The search for Rick and Shane was whittled down to about ten actors, all called back for a final round of auditions.
"Normally these auditions are the most artificial, worst-ass things you've ever seen. You go into a room with a bunch of people in suits, and you do the scene in front of them, and they're all awkward and they don't know what they're looking at, and they're thinking about numbers and all this bullsh-t. It's a real kind of artificial kind of situation," Bernthal said. "But Frank Darabont did something very different. For the audition for Walking Dead, he had all the people that he was interested in, all the Ricks and Shanes, and he brought them onto a soundstage, and there was a real police car."
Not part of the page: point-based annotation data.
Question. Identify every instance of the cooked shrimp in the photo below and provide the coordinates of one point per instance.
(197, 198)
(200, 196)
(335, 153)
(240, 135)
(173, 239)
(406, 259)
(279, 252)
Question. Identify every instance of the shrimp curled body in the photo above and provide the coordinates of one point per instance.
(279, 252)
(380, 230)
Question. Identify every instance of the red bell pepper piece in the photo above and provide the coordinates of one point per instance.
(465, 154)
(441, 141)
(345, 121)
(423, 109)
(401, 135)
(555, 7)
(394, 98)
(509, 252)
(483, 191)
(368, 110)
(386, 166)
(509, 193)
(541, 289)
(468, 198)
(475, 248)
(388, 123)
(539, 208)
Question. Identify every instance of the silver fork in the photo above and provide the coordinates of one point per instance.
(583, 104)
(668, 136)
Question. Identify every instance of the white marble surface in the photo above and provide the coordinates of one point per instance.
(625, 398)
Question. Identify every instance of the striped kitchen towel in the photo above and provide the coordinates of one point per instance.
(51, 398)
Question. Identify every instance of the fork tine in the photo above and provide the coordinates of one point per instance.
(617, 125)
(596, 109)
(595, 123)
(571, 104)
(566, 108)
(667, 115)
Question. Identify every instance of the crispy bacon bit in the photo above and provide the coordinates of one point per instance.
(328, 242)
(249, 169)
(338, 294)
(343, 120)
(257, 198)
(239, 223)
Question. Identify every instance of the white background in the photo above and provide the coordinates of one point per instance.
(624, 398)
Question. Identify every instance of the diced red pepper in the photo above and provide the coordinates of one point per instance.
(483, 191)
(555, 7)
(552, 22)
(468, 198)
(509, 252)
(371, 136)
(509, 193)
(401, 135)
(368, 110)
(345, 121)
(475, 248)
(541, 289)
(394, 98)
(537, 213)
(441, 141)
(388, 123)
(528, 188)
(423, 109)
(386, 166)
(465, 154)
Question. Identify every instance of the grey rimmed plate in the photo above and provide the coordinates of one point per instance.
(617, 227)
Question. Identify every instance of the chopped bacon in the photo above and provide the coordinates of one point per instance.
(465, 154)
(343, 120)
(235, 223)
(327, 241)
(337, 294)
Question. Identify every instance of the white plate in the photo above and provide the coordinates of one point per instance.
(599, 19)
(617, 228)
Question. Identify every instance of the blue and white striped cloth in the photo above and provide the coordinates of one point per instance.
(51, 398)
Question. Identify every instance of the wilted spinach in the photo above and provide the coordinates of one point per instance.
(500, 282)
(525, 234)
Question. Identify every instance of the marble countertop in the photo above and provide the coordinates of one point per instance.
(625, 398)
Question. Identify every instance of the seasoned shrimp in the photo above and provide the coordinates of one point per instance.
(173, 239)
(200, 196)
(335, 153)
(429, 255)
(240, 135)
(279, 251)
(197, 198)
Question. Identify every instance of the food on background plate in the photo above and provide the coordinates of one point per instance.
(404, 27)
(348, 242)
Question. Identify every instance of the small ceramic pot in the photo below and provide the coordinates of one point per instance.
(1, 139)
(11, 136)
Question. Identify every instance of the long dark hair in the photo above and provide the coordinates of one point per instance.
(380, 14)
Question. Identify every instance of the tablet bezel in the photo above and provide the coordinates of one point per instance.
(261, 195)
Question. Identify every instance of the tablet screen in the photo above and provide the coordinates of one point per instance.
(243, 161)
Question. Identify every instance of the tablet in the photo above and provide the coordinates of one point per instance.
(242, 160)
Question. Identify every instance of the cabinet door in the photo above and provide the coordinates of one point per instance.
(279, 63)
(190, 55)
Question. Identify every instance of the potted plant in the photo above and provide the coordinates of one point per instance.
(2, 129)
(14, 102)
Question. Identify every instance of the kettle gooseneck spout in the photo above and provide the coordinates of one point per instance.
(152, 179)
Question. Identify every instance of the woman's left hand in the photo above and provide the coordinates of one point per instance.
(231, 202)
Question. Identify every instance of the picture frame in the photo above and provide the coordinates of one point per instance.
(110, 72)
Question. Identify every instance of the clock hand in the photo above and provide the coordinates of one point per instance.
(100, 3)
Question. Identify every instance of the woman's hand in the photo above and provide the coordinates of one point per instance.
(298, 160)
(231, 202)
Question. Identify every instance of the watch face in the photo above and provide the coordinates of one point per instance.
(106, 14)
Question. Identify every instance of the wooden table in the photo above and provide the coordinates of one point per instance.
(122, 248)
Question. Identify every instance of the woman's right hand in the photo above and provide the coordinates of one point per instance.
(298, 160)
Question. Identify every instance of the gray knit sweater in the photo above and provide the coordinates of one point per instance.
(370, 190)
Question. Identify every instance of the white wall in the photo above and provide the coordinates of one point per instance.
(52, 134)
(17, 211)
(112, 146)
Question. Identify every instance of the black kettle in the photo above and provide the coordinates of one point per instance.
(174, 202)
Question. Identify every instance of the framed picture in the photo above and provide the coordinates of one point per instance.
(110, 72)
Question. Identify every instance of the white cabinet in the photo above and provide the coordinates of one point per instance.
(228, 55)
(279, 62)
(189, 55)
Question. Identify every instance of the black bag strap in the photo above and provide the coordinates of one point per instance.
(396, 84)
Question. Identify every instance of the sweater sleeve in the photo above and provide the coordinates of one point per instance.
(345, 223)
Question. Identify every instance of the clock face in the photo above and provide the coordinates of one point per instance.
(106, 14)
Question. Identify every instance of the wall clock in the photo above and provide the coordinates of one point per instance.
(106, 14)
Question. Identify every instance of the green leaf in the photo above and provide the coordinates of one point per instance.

The actors then read an early scene that introduces Rick and Shane over hamburgers in their squad car.
"I remember praying the night before I went in, I just said, 'I want to be me tomorrow. Don't let the situation get the better of you.' I wanted it real bad. And I said, just be graceful and gracious to everybody, and it was a really beautiful process," he added. "So they ended up casting me as Shane, and that's really the part that I wanted."
As AMC continued the prolonged search for its Rick, a lack of funds forced the audition process off a soundstage and into Darabont's car parked in his garage. That's where the audition process encountered an unusual hiccup.
"One of my old pitbulls would be in the back, and when Andy Lincoln came in, we knew immediately this was the guy. The only problem was, my dog was snoring through his audition," Bernthal said. "He was in the back of the car when we were doing the scene, and they were like, 'What is that fricking noise?' We put his ass to sleep, we bored the sh-t out of him. [Laughs] It was pretty crazy. As soon as Andy came, it was like, 'Yeah, that's the guy. That makes total sense.'"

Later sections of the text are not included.